And here's what's wrong with America

About a quarter of a million years ago, I played some of your old work-league softball. We had jerseys and beer and gloves and balls and bats and heart and big mouths and some kind of willingness to play a game for a while before going out and having more beer.

Fast forward to the modern times, and “they” have added all these rules and safety concerns and all sorts of falderal. First base is now twice as long and is half orange and half white. There’s a place for the defensive side and a place for the runner. For safety, they must not ever touch. It’s the sporting equivalent of an Orthodox bride keeping on her side of the sheet with the hole.

The team I have joined is not good. I do absolutely nothing to raise the curve of not good.

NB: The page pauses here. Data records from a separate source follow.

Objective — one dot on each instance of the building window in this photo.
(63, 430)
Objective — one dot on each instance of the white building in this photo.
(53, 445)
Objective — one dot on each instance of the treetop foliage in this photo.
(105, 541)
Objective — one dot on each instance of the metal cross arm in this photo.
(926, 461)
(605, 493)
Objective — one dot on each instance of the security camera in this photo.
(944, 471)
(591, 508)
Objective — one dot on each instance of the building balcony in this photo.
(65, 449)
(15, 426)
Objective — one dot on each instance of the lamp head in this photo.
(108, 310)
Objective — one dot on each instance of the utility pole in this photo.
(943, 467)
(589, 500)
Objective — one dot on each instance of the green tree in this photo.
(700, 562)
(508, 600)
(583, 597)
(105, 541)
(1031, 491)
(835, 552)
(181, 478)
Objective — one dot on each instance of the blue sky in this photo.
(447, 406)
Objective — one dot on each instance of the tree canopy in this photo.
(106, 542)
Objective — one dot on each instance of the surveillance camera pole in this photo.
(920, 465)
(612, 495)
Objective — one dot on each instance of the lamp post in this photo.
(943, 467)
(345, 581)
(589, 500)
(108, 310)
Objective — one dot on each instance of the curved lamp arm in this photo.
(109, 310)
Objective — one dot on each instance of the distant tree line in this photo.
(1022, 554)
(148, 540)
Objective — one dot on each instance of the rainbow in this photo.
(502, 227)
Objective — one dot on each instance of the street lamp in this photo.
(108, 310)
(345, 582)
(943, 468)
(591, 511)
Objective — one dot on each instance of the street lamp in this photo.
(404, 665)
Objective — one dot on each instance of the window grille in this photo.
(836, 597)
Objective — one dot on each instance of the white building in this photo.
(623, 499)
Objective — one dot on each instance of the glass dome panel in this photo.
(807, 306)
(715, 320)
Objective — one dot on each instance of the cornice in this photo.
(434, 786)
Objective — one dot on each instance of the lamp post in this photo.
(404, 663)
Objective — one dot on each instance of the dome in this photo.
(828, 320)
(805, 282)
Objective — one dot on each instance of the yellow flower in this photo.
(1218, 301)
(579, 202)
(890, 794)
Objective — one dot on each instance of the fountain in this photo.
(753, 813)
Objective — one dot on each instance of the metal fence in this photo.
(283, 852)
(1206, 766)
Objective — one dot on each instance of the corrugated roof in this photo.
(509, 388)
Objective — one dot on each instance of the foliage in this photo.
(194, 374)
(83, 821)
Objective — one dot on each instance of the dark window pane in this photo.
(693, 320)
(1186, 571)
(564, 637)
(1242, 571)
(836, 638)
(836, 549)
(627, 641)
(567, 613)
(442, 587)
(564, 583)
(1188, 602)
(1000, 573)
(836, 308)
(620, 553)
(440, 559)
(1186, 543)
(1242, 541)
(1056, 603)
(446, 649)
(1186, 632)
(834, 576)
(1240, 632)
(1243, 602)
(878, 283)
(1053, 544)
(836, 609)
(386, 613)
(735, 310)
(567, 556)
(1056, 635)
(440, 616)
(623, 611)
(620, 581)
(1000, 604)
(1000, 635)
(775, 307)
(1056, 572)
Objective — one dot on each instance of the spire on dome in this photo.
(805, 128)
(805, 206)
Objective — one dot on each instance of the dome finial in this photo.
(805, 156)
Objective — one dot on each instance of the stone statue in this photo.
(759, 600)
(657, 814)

I’m incredibly special needs. I want to play ball. I know the rules and what’s supposed to happen, but like many an enthusiastic mentally handicapped child there’s a giant gap between my desire and my physical coordination. Last night I grabbed the ball off the ground on the edge of center field with the intend of throwing it to home. Somehow, I managed to stretch my arm above my head in a spastic throwing motion and drop it on my head. As I paused to marvel at my stupidity and slowly shagged the ball that had rolled down my back and away from me, the runners all comfortably reached their bases.

By the way, if you are special needs, but at an educable level such as I am, there is nothing worse than the polite encouragement from your team. That “good try” telegraphs “we all know you have special needs but are doing our best to be tolerant and let you mainstream.”

The rule that seemed absolutely un-American in terms of tradition, but sadly completely American in terms of liability and litigiousness and an incredibly pussified fear of injury, is the newfangled way a runner is supposed to handle scoring a run. The runner cannot touch home plate. Instead he/she runs wide and lets the catcher hold the ground to tag the base. A runner’s tagging the metaphorically loaded, traditional home base is out and no run is scored.

Sadly, even the Canadian Special Olympics allow for the runner to tag up and forgive it, if there’s no play at home. Not so out league.

That out was the difference between a 30 to zip loss and a 30-1. That out was the difference between dignity.